The approval of the bill, however, is a temporary solution and gives legislators from both parties time to negotiate on the 12 bills of annual appropriations for an amount of 1.5 trillion dollars that seek to cover the entire budget year. of the administration, which began on October 1 and runs until September 2022.
The Republicans, even so, added a small victory in the legislative pulse behind closed doors. Democrats wanted the temporary funding to last until the end of January, but the opposition demanded a longer period to keep the level of spending at the rates agreed during the presidency of Donald Trump.
Democrats, for their part, managed to include in the provisional project a budget of 7,000 million dollars to help evacuees from Afghanistan.
Despite this momentary calm, Congress is heading for another urgent deadline that it must resolve. The federal government is reaching its borrowing limit of $ 28.9 trillion and, for the Treasury Department, it could reach it on December 15.
Vaccination mandates from Biden are the biggest dispute in congress
Joe Biden’s government orders to force vaccination against Covid-19 of workers from different sectors became the main reason for the fight between Republicans and Democrats, with funding from the federal administration as loot.
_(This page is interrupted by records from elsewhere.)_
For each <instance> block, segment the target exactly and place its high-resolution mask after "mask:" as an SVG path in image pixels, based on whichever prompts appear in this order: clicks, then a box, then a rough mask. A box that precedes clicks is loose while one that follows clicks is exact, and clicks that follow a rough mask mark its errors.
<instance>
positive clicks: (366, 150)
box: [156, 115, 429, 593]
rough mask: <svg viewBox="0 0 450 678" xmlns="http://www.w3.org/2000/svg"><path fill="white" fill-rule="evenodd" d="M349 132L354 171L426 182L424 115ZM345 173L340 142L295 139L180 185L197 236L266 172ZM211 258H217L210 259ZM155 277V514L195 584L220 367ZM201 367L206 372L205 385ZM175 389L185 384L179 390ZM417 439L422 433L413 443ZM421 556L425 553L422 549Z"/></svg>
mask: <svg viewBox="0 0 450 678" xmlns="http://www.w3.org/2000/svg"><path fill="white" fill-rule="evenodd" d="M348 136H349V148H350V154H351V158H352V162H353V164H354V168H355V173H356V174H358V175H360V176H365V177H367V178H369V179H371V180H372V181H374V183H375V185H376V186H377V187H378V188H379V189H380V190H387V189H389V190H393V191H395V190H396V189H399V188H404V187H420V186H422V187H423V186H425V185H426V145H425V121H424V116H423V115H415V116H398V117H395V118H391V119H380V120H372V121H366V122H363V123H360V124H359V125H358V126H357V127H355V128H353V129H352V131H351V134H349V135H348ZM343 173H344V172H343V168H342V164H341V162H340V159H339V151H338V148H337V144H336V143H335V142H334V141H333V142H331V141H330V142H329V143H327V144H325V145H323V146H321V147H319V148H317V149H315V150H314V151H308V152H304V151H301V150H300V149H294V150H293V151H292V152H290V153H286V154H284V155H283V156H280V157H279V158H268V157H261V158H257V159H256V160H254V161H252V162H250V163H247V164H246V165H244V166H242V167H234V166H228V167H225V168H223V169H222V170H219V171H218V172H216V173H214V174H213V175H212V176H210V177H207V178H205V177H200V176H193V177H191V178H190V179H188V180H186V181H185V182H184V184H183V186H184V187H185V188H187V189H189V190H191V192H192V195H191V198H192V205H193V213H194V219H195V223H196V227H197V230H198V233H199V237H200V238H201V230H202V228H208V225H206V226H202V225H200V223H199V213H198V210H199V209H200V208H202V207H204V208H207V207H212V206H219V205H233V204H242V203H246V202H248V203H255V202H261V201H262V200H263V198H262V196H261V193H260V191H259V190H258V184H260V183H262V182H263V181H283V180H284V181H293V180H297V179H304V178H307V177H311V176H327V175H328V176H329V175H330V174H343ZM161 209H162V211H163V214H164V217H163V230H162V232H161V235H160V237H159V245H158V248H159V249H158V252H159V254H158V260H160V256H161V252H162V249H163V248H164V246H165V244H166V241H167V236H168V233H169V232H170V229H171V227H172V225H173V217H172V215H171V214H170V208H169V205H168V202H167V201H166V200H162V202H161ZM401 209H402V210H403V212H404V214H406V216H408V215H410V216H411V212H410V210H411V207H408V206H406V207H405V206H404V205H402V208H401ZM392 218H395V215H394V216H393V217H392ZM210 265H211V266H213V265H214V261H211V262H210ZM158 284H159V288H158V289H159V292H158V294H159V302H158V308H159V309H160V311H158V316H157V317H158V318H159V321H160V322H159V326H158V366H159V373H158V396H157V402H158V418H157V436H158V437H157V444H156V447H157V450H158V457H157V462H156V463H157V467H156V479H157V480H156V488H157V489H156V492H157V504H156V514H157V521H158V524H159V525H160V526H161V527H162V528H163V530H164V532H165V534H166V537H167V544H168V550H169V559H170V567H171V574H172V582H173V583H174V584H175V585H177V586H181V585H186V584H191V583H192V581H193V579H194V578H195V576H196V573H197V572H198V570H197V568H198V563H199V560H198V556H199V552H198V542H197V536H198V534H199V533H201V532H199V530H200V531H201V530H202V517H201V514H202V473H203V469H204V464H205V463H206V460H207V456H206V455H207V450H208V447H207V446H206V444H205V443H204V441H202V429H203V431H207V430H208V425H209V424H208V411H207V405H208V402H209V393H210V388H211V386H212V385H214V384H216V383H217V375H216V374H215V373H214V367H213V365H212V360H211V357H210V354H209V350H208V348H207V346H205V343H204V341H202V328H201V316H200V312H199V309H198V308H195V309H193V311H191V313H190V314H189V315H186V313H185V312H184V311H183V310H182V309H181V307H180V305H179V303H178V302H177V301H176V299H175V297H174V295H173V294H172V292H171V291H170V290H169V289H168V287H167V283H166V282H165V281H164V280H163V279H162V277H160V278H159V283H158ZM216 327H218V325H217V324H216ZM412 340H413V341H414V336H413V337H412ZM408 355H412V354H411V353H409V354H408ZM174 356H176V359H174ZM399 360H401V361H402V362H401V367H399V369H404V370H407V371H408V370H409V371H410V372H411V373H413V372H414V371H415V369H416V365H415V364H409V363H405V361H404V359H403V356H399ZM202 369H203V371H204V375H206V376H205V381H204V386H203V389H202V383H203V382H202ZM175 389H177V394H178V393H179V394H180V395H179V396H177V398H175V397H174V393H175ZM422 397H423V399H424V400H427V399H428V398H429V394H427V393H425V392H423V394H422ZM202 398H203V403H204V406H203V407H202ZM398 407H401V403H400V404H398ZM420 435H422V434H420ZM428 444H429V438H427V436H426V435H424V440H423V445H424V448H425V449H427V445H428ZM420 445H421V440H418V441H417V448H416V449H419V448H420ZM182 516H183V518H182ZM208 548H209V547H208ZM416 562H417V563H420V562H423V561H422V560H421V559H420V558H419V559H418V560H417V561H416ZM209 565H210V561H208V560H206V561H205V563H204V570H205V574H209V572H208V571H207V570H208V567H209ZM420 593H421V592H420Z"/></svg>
A group of Republican lawmakers had been willing to let the government shut down for the weekend, if necessary, to get Congress to take a tough stand against these mandates.
If the choice is between “suspending non-essential functions” or remaining inactive while Americans lose their ability to work, “I will support American workers at all times,” had indicated the Republican Senator from Utah, Mike Lee.
Lee and his Republican counterpart from Kansas, Roger Marshall pushed for an amendment that prohibited budget allocations to implement and enforce the vaccination requirements promoted by Joe Biden.
To resolve the deadlock, the amendment was put to a vote in the Senate and rejection prevailed, with 48 votes in favor and 50 against.
Before the vote, Lee defended his position, noting that millions of employees were forced to choose between an unwanted medical procedure or losing their jobs. “Let us give employers and employees the reassurance that they will still have a job this new year,” he urged.
In contrast, Democratic Senator from Washington Patty Murray responded that the federal government aims to ensure the safety of workers, either through full vaccination or coronavirus testing. “Nobody wants to go to work and be worried about coming home to their family with a deadly virus,” Murray said.
Vaccination mandates are seen by the Biden Administration as a way to speed up vaccination to mitigate the effects of the pandemic. However, these decisions are divisive among the population and among members of the two great American political parties.
In addition, the courts have blocked the application of some of these orders. This week, for example, a ruling blocked the implementation of mandates for thousands of health workers in 10 states.